Offenbach - Wer dem Tod nah ist, sieht das Leben mit anderen Augen. Bekommt einen Blick fürs Wesentliche. „Von unseren Patienten lernen wir viel über das Leben“, sagt Elke Bauer, pflegerische Leiterin des Palliativteams im Sana-Klinikum. Von Veronika Schade

„Alle Streitereien werden nebensächlich“, bestätigt Chefarzt Dr. Rolf Teßmann. „Nur noch wenig Zeit zu haben und diese sinnvoll zu nutzen, das ist eine schwere Arbeit, die sie bewältigen müssen.“ Dabei hilft ihnen das Palliativteam. Seit 2008 begleitet es unheilbar Kranke durch die letzte Phase ihres Lebens. Drei Ärzte, fünf Pflegekräfte, eine Arzthelferin sowie zwei Ärzte für Notdienste sorgen dafür, dass die Patienten bis zum Tod in ihrer vertrauten, häuslichen Umgebung bleiben können – menschenwürdig, selbstbestimmt und möglichst ohne Schmerzen. Seit 2007 besteht ein Rechtsanspruch auf spezialisierte ambulante Palliativversorgung, um dem Wunsch zu entsprechen, zuhause zu sterben. Die Kosten übernimmt die Krankenkasse, jeder niedergelassene Arzt kann die Verordnung ausstellen. So sind es meist Hausärzte, die das Palliativteam kontaktieren, wenn ihr Patient sich in einem nicht mehr heilbaren Zustand befindet, aber auch Angehörige oder Pflegeheime. „Es ist ein offenes System, jeder hat die Möglichkeit, sich an uns zu wenden“, sagt Teßmann.

Je nach Bedürfnis des Patienten und seiner Angehörigen besuchen besucht ein Mitglied des Palliativteams den Kranken regelmäßig, bleibt fast täglich in telefonischem Kontakt. „Wir kommen als Gäste in die Familien“, erklärt die Leitende Oberärztin Nokuthula Wolf. „Das Wichtigste am Anfang ist, eine Vertrauensbasis zu schaffen.“ Ohne Empathie und Einfühlsamkeit, das Gespür für den richtigen Moment geht es nicht. „Manchmal sind die Patienten anfangs schon skeptisch“, berichtet Pflegerin Bauer. Doch das ändere sich bald – und auch bei den Gesprächen müsse es nicht nur um Krankheit und Tod gehen: „Natürlich fragen wir die Patienten nach ihren Symptomen und versorgen sie medizinisch, aber danach reden wir oft auch über ganz andere Dinge. Und ja, es wird auch zusammen gelacht.“ Es sei gut, der Situation ein Stück Traurigkeit zu nehmen.

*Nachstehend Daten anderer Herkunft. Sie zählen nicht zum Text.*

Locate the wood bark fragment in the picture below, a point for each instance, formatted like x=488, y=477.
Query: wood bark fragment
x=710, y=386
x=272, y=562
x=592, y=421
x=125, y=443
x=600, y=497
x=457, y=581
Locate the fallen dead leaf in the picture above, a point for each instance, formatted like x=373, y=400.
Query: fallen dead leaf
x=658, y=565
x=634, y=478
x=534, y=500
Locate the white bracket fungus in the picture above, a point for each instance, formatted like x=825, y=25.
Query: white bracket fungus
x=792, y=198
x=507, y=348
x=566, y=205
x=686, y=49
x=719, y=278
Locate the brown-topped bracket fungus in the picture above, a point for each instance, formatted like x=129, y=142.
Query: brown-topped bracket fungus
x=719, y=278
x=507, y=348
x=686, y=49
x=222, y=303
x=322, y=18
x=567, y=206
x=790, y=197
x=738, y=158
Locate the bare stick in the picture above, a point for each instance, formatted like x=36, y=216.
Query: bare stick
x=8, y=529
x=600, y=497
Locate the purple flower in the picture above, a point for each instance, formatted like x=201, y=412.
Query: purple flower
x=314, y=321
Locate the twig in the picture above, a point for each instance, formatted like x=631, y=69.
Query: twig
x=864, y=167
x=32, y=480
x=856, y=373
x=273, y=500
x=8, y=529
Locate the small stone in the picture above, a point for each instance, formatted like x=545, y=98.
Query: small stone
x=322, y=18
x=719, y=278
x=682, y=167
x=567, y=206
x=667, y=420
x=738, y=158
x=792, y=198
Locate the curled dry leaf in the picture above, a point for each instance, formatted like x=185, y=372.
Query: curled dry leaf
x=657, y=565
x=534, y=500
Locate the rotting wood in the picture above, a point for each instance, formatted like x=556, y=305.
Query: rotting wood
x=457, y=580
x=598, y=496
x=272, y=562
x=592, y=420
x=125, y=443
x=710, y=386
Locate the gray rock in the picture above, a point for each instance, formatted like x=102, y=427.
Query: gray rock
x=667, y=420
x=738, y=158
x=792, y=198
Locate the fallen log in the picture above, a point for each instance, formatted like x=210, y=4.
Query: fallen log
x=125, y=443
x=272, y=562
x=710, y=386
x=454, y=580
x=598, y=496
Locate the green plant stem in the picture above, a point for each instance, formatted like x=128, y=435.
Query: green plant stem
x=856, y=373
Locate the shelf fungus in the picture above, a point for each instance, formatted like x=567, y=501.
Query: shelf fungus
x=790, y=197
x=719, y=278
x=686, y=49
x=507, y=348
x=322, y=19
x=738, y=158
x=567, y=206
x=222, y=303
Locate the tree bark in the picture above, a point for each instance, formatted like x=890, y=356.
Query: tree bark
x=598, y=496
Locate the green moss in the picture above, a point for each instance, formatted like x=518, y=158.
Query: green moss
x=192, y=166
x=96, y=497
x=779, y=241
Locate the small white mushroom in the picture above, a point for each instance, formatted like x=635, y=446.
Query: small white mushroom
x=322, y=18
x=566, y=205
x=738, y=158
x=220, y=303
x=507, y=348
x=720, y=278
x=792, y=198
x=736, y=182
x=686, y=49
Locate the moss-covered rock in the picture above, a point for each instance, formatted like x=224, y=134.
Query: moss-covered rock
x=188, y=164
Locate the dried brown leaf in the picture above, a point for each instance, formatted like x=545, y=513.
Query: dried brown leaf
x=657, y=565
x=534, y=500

Das Team bereitet die Patienten und ihre Angehörigen behutsam auf den Tod vor. Es geht um das Sterben selbst, um die Begleitung dabei, darum, dem Tod seinen Schrecken zu nehmen. „Besonders für die Angehörigen ist es eine große Entlastung, wenn sie wissen, dass sie immer jemanden haben, an den sie sich wenden können“, sagt Wolf. „Sie sind vorbereitet auf den Zeitpunkt, wenn es passiert, wissen, was zu tun ist.“ Sieben Tage die Woche, 24 Stunden täglich ist das Palliativteam erreichbar. Vergangenes Jahr betreute es knapp 500 Patienten, in diesem Jahr bisher 400. Mit komplexem medizinischem Gerät rückt es nicht an. „Palliativmedizin ist nicht apparativ, nur symptomorientiert“, so Teßmann. „Es geht nicht darum, das Leben künstlich zu verlängern.“ Die Mitarbeiter schaffen eine Versorgung, wie sie sich Patient und Angehörige wünschen – für jeden Kulturkreis. Religion spielt keine Rolle. Wenn angefragt, organisieren sie einen seelischen Beistand, bei Bedarf auch psychologische Betreuung für Erwachsene und Kinder.

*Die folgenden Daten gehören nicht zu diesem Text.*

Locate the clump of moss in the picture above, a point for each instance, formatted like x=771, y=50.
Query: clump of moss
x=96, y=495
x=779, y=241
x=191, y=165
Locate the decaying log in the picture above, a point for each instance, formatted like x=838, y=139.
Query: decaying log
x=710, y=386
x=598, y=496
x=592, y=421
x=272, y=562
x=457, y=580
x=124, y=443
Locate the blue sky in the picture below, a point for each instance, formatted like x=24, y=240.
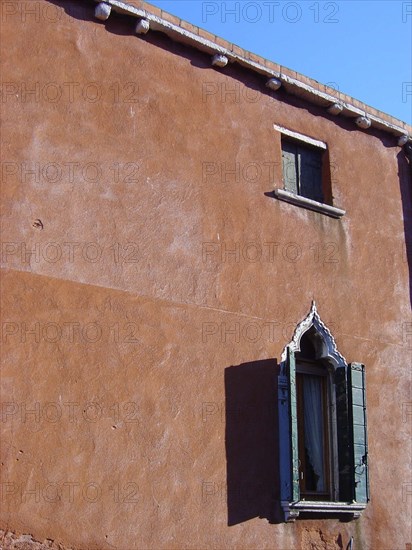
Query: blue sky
x=361, y=48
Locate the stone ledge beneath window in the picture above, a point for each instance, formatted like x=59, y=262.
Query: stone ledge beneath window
x=293, y=509
x=298, y=200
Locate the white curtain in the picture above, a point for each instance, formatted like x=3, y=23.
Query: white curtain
x=312, y=399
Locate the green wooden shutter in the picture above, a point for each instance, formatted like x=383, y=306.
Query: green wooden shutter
x=294, y=457
x=358, y=427
x=290, y=166
x=343, y=436
x=310, y=173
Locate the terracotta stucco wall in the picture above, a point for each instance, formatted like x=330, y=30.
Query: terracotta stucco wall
x=145, y=173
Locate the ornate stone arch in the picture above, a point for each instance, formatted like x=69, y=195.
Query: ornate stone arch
x=326, y=346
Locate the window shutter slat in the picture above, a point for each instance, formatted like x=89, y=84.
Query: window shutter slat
x=290, y=168
x=343, y=436
x=358, y=426
x=294, y=458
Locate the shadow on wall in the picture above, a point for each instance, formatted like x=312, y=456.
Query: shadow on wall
x=252, y=436
x=405, y=182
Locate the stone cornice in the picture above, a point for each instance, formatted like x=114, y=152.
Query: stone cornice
x=223, y=52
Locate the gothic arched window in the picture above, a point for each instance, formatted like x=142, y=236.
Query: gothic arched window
x=322, y=425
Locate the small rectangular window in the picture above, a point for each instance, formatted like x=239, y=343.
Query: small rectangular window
x=302, y=169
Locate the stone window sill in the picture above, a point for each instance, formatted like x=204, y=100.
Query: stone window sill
x=298, y=200
x=293, y=509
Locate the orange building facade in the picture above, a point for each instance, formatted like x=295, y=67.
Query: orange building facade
x=191, y=234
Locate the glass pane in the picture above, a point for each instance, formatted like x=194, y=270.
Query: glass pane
x=314, y=433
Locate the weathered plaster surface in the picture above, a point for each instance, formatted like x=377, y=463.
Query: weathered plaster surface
x=142, y=330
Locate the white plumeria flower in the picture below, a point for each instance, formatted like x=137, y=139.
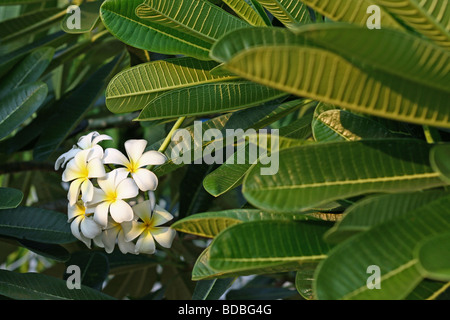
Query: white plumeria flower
x=136, y=161
x=114, y=188
x=148, y=229
x=86, y=142
x=113, y=234
x=83, y=227
x=84, y=166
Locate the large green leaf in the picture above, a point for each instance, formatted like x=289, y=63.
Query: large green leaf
x=133, y=88
x=70, y=110
x=268, y=246
x=29, y=23
x=370, y=47
x=246, y=11
x=375, y=210
x=28, y=70
x=439, y=158
x=120, y=18
x=342, y=125
x=309, y=176
x=35, y=224
x=353, y=11
x=209, y=99
x=210, y=224
x=325, y=76
x=431, y=18
x=210, y=22
x=289, y=12
x=10, y=198
x=36, y=286
x=89, y=16
x=433, y=255
x=19, y=105
x=345, y=273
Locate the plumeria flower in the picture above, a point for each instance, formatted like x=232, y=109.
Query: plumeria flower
x=84, y=166
x=114, y=188
x=113, y=234
x=83, y=227
x=89, y=141
x=148, y=228
x=136, y=161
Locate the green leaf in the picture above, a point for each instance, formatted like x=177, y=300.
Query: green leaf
x=345, y=274
x=94, y=268
x=430, y=18
x=268, y=246
x=322, y=75
x=35, y=224
x=10, y=198
x=89, y=16
x=19, y=105
x=363, y=46
x=288, y=12
x=439, y=156
x=375, y=210
x=246, y=12
x=29, y=23
x=209, y=24
x=211, y=289
x=120, y=18
x=133, y=88
x=304, y=279
x=28, y=70
x=342, y=125
x=70, y=110
x=207, y=99
x=210, y=224
x=433, y=255
x=231, y=173
x=308, y=176
x=353, y=11
x=36, y=286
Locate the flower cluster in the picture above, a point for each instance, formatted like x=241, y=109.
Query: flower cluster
x=103, y=197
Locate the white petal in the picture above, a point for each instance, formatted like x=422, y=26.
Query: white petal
x=121, y=211
x=96, y=168
x=135, y=149
x=152, y=157
x=125, y=246
x=74, y=227
x=144, y=210
x=145, y=179
x=74, y=191
x=89, y=228
x=109, y=237
x=101, y=137
x=160, y=216
x=132, y=229
x=72, y=172
x=145, y=243
x=114, y=156
x=74, y=211
x=87, y=191
x=101, y=214
x=164, y=236
x=85, y=142
x=65, y=157
x=126, y=189
x=94, y=152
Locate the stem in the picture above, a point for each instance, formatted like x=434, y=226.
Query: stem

Wer das Team unterstützen möchte: Spendenkonto: Förderverein Sana-Klinikum Offenbach, Städtische Sparkasse, BLZ 505 500 20, Konto 107 326, Kennwort: Palliativteam Offenbach, Name

Doch wie geht es den Mitgliedern des Palliativteam damit, täglich mit Krankheit und Tod konfrontiert zu werden? „Als Arzt muss man für sich umdefinieren, dass es kein Misserfolg ist, wenn der Patient stirbt“, sagt der Chefarzt. Die medizinische und menschliche Befriedigung liege darin, dem Patienten die letzten Lebensmonate so angenehm wie möglich gemacht und ihn in Ruhe dem Tod übergeben zu haben. „Es hat seine Sinnhaftigkeit.“ Kollegin Wolf betont, dass jeder sich für diese Weiterqualifizierung selbst entschieden hat. „Trauerarbeit spielt eine große Rolle bei der Ausbildung.“ Trotzdem nehme sie innerlich immer wieder Patienten mit nach Hause. „Es entsteht manchmal eine tiefe Beziehung.“ Täglicher Austausch mit den Kollegen ist wichtig. Bauer findet ihre Kraft vor allem in den positiven Rückmeldungen dankbarer Angehöriger. Aber auch in der Arbeit mit den Todkranken selbst. Arbeit, die viel über das Leben lehrt. ‹ Partner des Palliativteams sind die Johanniter, Malteser, das Palliativnetz Stadt und Kreis, der Caritasverband und die Ökumenische Hospizbewegung.